- Born: April 22, 1967 Turbat, Kazygurt District, Kazakhstan
- Died: December 19, 2004 (aged 37) Jambyl Region
- Cause of death: Gunshot wound
- Education: Narxoz University
- Occupation: Banker
- Known for: Being CEO of BTA Bank and his murder by a rival businessman

= Yerzhan Tatishev =

Kazakhstani banker

Yerzhan Tatishev (Ержан Нұрелдайымұлы Тәтішев, Erjan Nūreldaiymūly Tätışev; 22 April 1967 – 19 December 2004) was a Kazakhstani banker who was the CEO of BTA Bank JSC. He was shot by Muratkhan Tokmadi, who later claimed that he was paid to do so by former bank chairman Mukhtar Ablyazov.

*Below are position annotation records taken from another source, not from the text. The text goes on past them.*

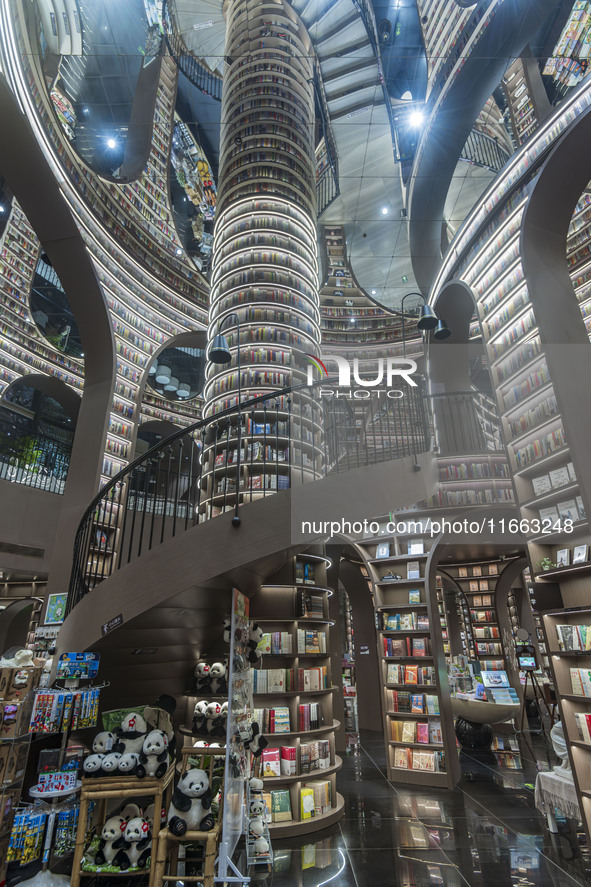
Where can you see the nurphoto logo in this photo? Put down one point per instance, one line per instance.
(387, 370)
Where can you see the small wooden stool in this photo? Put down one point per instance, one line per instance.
(211, 839)
(118, 789)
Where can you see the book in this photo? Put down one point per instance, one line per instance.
(413, 570)
(270, 763)
(580, 554)
(307, 805)
(280, 805)
(288, 760)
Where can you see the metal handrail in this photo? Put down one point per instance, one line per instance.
(288, 437)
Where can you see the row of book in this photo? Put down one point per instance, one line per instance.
(427, 732)
(574, 637)
(311, 641)
(414, 703)
(286, 680)
(415, 759)
(405, 621)
(410, 674)
(580, 679)
(283, 761)
(314, 800)
(404, 647)
(275, 642)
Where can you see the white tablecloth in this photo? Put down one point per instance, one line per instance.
(554, 791)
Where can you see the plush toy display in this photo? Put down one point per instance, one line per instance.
(103, 743)
(128, 763)
(153, 759)
(202, 679)
(255, 635)
(93, 765)
(135, 845)
(110, 764)
(131, 734)
(212, 719)
(199, 716)
(219, 684)
(190, 806)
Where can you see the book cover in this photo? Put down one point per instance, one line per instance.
(270, 763)
(413, 570)
(280, 805)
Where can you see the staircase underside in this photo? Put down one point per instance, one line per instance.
(173, 599)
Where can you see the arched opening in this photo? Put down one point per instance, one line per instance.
(38, 416)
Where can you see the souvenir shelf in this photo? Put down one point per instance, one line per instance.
(566, 632)
(418, 724)
(293, 694)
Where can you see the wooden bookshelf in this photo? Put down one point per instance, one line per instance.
(410, 644)
(292, 610)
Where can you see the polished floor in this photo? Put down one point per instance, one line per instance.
(485, 833)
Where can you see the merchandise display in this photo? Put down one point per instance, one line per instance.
(294, 441)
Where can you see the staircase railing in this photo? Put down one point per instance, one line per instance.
(270, 443)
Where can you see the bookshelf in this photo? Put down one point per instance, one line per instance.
(570, 664)
(293, 692)
(417, 719)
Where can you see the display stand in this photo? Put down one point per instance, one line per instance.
(117, 789)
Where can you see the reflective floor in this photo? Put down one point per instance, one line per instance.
(486, 832)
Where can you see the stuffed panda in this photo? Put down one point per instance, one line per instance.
(128, 764)
(255, 635)
(199, 716)
(136, 844)
(111, 833)
(154, 755)
(219, 684)
(191, 803)
(93, 765)
(202, 683)
(212, 718)
(131, 734)
(103, 743)
(257, 807)
(110, 764)
(112, 830)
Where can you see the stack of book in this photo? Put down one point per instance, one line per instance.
(314, 756)
(574, 637)
(405, 647)
(410, 674)
(427, 732)
(309, 716)
(311, 641)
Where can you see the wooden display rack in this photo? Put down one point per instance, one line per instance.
(167, 844)
(117, 789)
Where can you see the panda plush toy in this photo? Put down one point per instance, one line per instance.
(190, 808)
(130, 736)
(154, 755)
(136, 845)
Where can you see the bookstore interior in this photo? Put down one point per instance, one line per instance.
(295, 561)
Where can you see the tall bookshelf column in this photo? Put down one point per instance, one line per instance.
(265, 267)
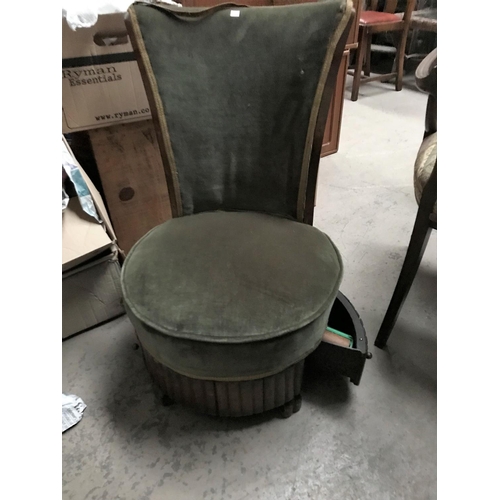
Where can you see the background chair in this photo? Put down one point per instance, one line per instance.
(230, 295)
(425, 182)
(372, 22)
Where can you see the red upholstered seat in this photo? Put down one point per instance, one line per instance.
(374, 17)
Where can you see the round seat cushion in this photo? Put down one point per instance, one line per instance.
(424, 164)
(231, 295)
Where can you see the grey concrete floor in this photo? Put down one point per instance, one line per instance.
(374, 441)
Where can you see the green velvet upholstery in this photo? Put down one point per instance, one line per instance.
(236, 286)
(237, 99)
(231, 294)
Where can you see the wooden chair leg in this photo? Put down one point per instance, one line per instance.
(416, 248)
(400, 61)
(368, 53)
(360, 56)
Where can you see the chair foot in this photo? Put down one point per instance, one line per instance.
(297, 403)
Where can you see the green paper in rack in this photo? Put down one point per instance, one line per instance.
(341, 334)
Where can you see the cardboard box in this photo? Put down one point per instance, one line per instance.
(91, 294)
(101, 82)
(91, 288)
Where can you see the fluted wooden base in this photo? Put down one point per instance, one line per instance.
(230, 399)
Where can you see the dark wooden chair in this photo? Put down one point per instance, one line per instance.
(425, 180)
(372, 22)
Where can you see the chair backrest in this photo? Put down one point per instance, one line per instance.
(391, 6)
(239, 97)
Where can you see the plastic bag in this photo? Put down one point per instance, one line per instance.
(84, 13)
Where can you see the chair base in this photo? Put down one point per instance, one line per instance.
(230, 399)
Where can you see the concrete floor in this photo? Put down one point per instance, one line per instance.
(375, 441)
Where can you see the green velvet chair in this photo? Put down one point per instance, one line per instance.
(230, 295)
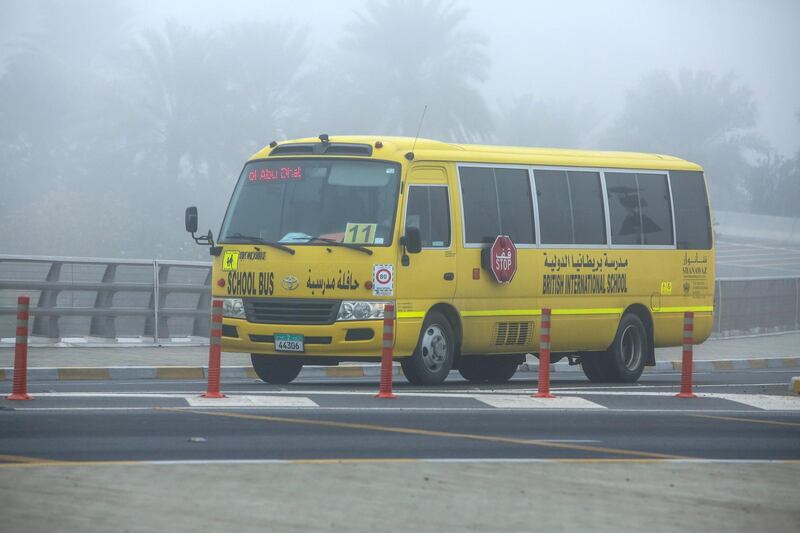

== Early years and career ==
He was born in Turbat, in the Kazygurt District in Turkistan Region of southern Kazakhstan. He graduated from the Moscow Institute of Applied Biotechnology with a degree in engineering and technology in 1991. He earned a master's degree in economics from the Kazakh State Academy of Management.

== Death ==
In December 2004, the 37-year-old Tatishev died of a gunshot wound sustained while driving in the Jambyl Region.

Kazakh businessman Muratkhan Tokmadi initially claimed to have shot him accidentally while hunting and was sentenced to one year in prison after being convicted of manslaughter. However, the case was re-opened in 2017, after he confessed in a documentary to deliberately murdering Tatishev after being paid to do so by ex-oligarch Mukhtar Ablyazov. In March 2018, Tokmadi was sentenced to ten and half years in prison.

Ablyazov, who resides in France, was already wanted in Kazakhstan, Russia, and Ukraine for alleged financial crimes. However, in 2017, a French court rejected the extradition request by the Kazakhstan government citing it to be politically motivated.